Vladislav
Vladislav

Reputation: 394

How to interpret Jump far FF assembly instruction?

I have 3 classes:

class Base { virtual foo() {...} }
class A : Base { virtual foo() override {...} }
class B : A { virtual bar() {...} /* introduce bar, but no foo override */ }

and I want to understand how this virtual function calls works under the hood.

If I call A a; a.foo() - the compiler generates Call instruction FF 10 which leads to near-jump instruction E9 01 02 03 04. The last 4 bytes - relative offset from vtable-record to real function. It is pretty obvious and clear. But if I call B b; b.foo() - the Call instruction leads to another kind of Jump FF 25. Visual Studio disassemblers displays it like this:

00007FFA2CAB1C85 FF 25 AD 76 21 01    jmp         qword ptr [A::foo (07FFA2DCC9338h)]

I expected to get jump to 07FFA2DCC9338h address, but instead, it jumps to 07FFA4AD05885h(I suppose VS is lying with predicted address):

00007FFA4AD05885 E9 96 5D 01 00       jmp         A::foo (07FFA4AD1B620h)

And this jump instuction (E9) forwards me to the real function.

But I do not understand how FF 25 works.
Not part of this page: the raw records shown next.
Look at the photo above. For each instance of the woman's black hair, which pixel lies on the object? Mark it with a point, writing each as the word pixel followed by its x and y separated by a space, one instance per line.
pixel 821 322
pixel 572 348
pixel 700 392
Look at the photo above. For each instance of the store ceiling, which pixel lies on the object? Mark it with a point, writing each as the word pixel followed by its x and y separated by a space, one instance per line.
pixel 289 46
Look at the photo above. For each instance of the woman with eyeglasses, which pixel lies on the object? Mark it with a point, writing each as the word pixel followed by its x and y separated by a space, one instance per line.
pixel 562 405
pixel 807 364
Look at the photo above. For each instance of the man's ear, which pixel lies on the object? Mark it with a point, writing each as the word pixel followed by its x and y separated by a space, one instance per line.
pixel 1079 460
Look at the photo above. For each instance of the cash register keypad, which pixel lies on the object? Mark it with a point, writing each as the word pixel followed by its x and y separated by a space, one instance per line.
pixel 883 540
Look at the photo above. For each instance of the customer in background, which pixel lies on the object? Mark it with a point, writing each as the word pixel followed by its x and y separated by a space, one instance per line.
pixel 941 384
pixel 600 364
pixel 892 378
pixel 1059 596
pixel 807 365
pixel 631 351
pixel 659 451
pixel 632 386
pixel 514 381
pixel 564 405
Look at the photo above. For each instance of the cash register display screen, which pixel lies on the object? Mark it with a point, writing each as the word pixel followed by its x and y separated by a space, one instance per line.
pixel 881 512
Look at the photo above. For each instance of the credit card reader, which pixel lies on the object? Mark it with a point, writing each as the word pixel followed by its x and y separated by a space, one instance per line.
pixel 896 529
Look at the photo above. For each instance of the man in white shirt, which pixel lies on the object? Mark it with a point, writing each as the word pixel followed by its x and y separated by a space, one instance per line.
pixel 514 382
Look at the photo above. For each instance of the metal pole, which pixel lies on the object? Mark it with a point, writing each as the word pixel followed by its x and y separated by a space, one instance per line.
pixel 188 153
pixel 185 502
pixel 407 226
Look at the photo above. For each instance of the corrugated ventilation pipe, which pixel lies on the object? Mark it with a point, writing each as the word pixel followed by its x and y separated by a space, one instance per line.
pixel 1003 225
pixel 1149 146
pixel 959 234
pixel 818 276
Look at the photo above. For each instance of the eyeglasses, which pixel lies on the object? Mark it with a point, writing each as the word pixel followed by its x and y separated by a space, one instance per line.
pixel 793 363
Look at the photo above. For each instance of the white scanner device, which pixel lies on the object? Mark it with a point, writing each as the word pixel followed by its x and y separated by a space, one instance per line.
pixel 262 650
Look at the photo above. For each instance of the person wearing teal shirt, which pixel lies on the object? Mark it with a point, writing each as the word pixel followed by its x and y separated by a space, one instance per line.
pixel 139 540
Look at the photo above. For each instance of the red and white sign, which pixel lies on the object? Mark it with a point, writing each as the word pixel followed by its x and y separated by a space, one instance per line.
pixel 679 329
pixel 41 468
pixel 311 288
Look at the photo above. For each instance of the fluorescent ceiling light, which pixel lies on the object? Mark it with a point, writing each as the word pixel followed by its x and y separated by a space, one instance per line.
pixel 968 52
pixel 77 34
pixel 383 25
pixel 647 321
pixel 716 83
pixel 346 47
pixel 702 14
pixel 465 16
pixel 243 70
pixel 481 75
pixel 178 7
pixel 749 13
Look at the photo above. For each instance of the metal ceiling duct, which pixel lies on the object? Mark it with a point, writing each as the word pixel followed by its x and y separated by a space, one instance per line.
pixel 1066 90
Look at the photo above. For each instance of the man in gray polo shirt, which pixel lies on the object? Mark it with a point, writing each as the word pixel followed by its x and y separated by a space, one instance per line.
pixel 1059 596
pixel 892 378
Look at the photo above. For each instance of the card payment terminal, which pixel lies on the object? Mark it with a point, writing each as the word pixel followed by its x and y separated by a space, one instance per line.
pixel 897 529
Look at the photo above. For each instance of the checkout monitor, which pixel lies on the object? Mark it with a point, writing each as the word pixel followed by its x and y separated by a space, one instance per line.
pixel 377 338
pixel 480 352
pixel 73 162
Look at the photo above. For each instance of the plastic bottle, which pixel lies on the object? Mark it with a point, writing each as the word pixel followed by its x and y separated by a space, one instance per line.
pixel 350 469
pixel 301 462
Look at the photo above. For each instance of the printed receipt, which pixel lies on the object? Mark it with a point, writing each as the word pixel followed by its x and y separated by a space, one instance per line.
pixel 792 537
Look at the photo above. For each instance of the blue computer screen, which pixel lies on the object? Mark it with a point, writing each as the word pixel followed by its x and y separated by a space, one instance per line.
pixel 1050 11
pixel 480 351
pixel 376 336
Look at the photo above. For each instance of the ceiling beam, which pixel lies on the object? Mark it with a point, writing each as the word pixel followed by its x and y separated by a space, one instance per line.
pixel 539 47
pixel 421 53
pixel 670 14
Unfortunately, my assembly knowledge is very poor, I read some documentation, it says about some "gates", and I do not understand it.

Is it possible to predict the jump location for far-jump(FF) by having current instruction address(RIP) and jump-arguments?

Upvotes: 1

Views: 468

Answers (1)

Vladislav
Vladislav

Reputation: 394

Thanks @Jester, seems you are right.

E9 - jumps to specific relative code instruction. FF 25 - calculates some specific relative location, read the memory from there, and use this memory as a pointer to next code instruction.

I just detected that

E9 ...      jmp     A::foo (07FFA4AD1B620h)
FF 25 ...   jmp     qword ptr [A::foo (07FFA2DCC9338h)]

qword ptr[...] says that I should derefer the value!